While these cases, and others examined, do not deal with the double jeopardy aspect, that issue was considered by the United States Supreme Court in Bryan v. United States (338 U. S. 552 [1950]) and answered in favor of the prosecution.
It should be pointed out that under current appellate practice in New York the result would be different. CPL 470.20 (subd. 2) now requires that “ Upon a reversal of a judgment after trial for legal insufficiency of trial evidence, the court must dismiss the accusatory instrument.” This, however, is a matter of statutory favor to a defendant and is not grounded upon any constitutional basis.
Lastly, in no way may the action of the Appellate Division be regarded as a nonjury trial which, through acting on the trial record, acquitted the defendant of the offense of murder in the second degree. It is a general requirement that for jeopardy to attach there must be a trial (Collins v. Loisel, 262 U. S. 426 [1923]; Hunter v. Wade, 169 F. 2d 973, affd. 336 U. S. 684 [1949]). This presupposes a trial by a jury, a court-martial or some other duly constituted tribunal, or a nonjury trial through a proper waiver. In New York, waiver of a jury in a felony case may be accomplished only by a written waiver executed by the defendant in open court (N. Y. Const., art. I, §2).

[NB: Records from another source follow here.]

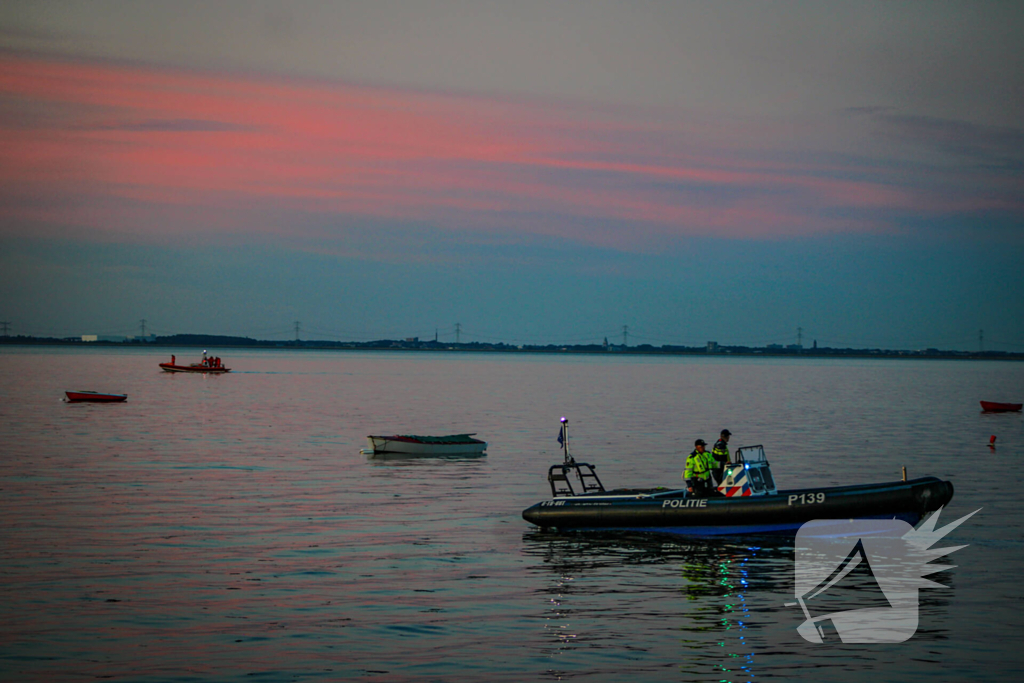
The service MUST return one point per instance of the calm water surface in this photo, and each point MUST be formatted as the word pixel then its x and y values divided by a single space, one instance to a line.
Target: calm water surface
pixel 220 528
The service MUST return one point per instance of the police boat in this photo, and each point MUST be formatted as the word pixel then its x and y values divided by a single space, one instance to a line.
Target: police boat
pixel 747 502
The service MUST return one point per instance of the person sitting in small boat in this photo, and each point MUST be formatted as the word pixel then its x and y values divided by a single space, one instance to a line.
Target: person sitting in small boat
pixel 720 452
pixel 697 474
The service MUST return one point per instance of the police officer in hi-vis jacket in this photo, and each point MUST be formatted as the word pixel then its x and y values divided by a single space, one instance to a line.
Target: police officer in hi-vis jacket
pixel 697 473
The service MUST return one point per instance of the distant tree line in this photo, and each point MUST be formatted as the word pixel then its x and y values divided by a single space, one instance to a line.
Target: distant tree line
pixel 221 341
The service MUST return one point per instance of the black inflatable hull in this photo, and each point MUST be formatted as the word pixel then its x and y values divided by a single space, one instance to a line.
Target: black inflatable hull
pixel 672 512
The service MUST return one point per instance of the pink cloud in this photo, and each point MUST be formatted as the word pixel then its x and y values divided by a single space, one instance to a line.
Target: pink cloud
pixel 120 138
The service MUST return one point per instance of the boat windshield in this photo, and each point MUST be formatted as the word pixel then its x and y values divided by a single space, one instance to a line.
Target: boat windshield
pixel 752 454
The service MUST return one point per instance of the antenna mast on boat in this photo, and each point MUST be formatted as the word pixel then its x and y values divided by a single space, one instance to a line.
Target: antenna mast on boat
pixel 563 437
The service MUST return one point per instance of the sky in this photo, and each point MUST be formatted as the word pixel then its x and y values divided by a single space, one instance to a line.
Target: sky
pixel 534 172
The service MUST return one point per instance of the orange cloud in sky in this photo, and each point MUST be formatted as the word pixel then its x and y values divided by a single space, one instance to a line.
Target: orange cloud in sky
pixel 82 142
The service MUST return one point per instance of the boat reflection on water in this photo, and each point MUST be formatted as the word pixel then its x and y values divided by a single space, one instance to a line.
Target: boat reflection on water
pixel 412 459
pixel 688 601
pixel 699 609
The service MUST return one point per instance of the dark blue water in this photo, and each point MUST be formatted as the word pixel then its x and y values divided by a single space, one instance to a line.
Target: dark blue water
pixel 223 528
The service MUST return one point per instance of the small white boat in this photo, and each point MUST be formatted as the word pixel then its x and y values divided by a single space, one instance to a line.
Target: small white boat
pixel 411 444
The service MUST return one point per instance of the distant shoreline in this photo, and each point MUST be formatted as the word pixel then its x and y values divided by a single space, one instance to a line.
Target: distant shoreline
pixel 217 341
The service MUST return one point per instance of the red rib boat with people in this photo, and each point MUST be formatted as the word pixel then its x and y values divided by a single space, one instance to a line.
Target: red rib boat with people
pixel 209 366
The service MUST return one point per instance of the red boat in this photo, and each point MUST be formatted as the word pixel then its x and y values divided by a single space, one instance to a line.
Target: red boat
pixel 991 407
pixel 209 366
pixel 95 397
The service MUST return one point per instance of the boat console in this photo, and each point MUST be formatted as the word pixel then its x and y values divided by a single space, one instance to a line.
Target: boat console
pixel 749 475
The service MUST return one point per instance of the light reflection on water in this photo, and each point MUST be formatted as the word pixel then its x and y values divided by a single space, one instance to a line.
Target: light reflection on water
pixel 213 527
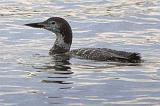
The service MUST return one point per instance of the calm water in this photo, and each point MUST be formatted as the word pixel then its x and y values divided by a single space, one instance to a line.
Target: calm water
pixel 30 77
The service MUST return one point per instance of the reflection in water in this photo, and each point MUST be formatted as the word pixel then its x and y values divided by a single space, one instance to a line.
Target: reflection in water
pixel 59 64
pixel 129 25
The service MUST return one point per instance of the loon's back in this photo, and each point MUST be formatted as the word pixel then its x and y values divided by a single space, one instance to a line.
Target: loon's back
pixel 104 54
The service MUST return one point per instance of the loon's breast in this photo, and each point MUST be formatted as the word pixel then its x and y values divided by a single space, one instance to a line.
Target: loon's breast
pixel 104 54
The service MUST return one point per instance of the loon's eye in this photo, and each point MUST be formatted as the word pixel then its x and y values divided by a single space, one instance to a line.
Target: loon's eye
pixel 53 23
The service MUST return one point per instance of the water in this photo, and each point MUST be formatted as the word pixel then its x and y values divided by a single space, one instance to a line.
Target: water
pixel 30 77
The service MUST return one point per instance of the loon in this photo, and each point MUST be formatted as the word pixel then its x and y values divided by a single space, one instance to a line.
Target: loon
pixel 63 42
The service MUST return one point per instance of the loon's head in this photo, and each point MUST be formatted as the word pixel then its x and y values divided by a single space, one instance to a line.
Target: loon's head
pixel 63 32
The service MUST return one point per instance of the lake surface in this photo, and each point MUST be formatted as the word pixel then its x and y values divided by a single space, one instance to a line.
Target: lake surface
pixel 30 77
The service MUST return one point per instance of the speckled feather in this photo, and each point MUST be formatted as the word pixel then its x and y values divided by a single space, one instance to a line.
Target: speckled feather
pixel 104 54
pixel 63 42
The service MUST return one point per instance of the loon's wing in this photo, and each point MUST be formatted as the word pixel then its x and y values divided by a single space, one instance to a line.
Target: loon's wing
pixel 104 54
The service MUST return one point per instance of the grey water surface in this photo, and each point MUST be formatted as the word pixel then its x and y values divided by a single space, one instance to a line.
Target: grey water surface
pixel 30 77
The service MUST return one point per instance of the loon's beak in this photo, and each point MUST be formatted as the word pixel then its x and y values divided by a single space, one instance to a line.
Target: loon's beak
pixel 37 25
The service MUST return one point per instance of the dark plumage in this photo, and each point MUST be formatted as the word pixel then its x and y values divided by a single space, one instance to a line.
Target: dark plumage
pixel 63 42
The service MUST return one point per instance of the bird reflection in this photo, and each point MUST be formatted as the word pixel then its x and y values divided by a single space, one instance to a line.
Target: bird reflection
pixel 58 69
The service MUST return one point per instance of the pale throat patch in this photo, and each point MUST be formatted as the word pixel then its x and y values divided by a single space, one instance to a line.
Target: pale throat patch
pixel 60 42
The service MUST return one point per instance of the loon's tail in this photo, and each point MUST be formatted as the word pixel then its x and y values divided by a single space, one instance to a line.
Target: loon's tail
pixel 134 58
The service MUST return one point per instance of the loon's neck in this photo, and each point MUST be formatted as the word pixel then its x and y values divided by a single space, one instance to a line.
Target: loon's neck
pixel 62 43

The recent Supreme Court case of United States v. Jorn (400 U. S. 470 [1971]), relied upon by the defendant, is not applicable. That case, which the court was careful to poiht out rested upon the circumstances of that prosecution, involved a situation where the trial was aborted prior to verdict without the defendant’s consent. That is not the case here where the retrial has been brought about at the instance of the defendant.
This court, therefore, holds that for purposes of the retrial of this defendant, under the circumstances here obtaining, there is no double jeopardy barrier to his being retried on the charge of murder in the second degree.